Don’t get me wrong – the writing is still good; the characters interact with each other in familiar and heart-warming ways, making the bonds they’ve developed over the years and many cases rock solid… or are they? When the book opens we already know from the last one that the killer of Melanie’s sister, Gemma, years ago, has left his DNA on a victim from the previous book – a Thai woman who survived brutal injuries and captivity. Melanie is driven to identify this killer and bring him to justice and while the professional in her demands this occur, it’s far more personal reasons that provide her motivation and give her cause to be deceptive. Nothing wrong with all that – it’s in keeping with her character and the way in which her sister’s murder has not only torn her family apart, and haunted her for years, but also set her on her current career path.

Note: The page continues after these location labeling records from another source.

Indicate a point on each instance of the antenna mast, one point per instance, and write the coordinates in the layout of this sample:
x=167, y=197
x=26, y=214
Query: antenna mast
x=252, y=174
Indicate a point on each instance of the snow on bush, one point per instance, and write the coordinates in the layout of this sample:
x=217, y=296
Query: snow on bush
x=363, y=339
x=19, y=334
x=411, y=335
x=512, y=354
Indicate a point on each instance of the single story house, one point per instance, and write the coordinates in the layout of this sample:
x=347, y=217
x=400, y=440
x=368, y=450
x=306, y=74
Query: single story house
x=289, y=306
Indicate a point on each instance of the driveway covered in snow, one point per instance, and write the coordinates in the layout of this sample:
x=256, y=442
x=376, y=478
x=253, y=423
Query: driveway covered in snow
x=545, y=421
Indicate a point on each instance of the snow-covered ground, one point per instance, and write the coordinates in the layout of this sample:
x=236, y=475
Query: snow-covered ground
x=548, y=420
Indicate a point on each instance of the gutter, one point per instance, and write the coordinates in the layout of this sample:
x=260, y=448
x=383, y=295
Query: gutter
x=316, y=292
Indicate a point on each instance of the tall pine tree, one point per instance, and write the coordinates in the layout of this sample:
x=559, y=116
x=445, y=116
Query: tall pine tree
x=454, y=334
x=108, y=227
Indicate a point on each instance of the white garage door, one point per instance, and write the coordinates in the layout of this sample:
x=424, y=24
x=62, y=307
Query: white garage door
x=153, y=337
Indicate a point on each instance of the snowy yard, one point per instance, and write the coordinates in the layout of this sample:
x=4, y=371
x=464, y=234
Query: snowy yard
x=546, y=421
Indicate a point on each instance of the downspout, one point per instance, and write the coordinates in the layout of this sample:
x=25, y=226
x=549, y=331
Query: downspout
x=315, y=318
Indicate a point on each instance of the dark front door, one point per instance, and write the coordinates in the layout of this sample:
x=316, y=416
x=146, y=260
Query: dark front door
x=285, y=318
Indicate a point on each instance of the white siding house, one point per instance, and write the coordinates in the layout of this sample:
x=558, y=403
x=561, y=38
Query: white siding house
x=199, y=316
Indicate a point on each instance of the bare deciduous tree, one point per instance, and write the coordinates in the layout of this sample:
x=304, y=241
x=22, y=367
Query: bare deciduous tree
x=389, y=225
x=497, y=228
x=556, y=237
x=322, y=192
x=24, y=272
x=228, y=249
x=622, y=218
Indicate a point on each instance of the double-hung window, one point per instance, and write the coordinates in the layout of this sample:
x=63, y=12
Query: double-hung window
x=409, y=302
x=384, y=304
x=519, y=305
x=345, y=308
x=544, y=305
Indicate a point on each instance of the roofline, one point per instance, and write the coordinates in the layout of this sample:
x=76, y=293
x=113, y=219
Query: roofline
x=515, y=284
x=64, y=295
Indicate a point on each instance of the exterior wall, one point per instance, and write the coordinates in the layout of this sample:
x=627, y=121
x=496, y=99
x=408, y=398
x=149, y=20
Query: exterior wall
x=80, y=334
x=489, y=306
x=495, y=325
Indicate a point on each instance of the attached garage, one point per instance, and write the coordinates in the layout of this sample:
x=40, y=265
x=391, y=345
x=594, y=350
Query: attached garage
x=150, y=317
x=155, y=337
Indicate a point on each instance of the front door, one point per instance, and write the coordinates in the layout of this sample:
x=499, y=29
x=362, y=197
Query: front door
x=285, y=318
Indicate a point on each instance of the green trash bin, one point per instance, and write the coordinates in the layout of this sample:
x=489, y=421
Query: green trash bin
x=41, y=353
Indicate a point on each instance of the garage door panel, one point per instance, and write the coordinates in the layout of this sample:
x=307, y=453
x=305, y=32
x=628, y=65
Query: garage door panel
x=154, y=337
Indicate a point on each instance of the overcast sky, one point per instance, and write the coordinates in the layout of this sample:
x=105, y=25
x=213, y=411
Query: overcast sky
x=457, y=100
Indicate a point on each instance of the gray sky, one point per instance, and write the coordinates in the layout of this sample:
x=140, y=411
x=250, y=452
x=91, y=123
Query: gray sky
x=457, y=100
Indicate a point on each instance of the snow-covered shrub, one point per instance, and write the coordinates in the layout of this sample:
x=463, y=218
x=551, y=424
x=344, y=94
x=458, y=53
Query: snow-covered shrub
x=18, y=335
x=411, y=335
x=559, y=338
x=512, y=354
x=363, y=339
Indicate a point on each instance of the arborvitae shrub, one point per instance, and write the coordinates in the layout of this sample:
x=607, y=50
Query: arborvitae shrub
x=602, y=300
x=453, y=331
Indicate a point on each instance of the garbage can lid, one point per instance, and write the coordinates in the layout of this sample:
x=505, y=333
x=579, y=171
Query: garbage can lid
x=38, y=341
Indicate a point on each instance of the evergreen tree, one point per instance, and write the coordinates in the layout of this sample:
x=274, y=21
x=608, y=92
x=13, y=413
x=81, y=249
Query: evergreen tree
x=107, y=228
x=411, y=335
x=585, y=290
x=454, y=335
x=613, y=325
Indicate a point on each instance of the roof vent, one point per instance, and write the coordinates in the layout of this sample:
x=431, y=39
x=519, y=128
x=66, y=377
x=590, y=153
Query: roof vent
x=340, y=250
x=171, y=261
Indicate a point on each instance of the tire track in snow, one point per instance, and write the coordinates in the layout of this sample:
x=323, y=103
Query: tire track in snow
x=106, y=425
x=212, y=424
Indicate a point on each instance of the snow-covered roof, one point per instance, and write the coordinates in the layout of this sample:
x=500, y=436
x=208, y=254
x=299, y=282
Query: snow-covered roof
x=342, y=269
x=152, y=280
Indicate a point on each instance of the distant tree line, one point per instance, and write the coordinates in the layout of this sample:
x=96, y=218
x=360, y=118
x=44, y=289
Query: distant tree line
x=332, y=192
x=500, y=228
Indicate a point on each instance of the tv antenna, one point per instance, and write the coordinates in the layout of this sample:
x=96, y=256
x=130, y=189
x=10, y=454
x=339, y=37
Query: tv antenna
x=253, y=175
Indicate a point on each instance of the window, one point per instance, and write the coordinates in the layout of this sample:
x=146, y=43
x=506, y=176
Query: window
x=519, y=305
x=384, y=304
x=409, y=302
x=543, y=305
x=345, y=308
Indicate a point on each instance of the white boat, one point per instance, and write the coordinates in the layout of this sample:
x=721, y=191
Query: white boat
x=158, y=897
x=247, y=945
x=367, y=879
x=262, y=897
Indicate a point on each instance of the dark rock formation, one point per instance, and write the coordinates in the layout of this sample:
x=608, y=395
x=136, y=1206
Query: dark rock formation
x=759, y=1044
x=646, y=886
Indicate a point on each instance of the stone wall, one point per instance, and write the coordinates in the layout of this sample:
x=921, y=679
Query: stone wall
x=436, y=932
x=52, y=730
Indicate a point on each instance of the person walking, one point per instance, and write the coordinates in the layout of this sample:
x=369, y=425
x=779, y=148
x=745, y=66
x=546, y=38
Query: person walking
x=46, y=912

Concomitant with the hunt for Gemma’s killer (who is suspected to have left behind a string of victims over the years), is the investigation into the suspicious death of a wealthy and popular old woman who owns a great deal of property and has left it to one of her loyal workers. Again, all good.
What bothered me about this book (and I really loathe being critical because it’s so readable) is the fact it’s the third book in this fine series to use almost identical plot and character development to drive the story. Seriously. The ideas – the structure, the character, the psychopathy of the villain, the ability to fool peers and family for decades, everything, have been used not once, but twice before. In fact, when a new character was introduced, I had the fleeting thought, ‘oh, please don’t make this person behave like…’ Well, Ross did. I even eye-rolled when it became evident the storyline was the same. I mean, how many times can a small police station tolerate this kind of thing? Even one of the characters makes a joke about it towards the end. Not sure that lets Ross off the hook. It’s just as well the characters are so damn loveable and, after 18 books, we’re invested in them, and the overall story so gripping you keep reading. But I confess to feeling disappointed that, yet again, this particular plot device and type of character was deployed.
I think it’s well and truly time to retire it – but not, please, Ryan and co. They still have work to do and cases to solve! And I’ll look forward to reading their next adventure.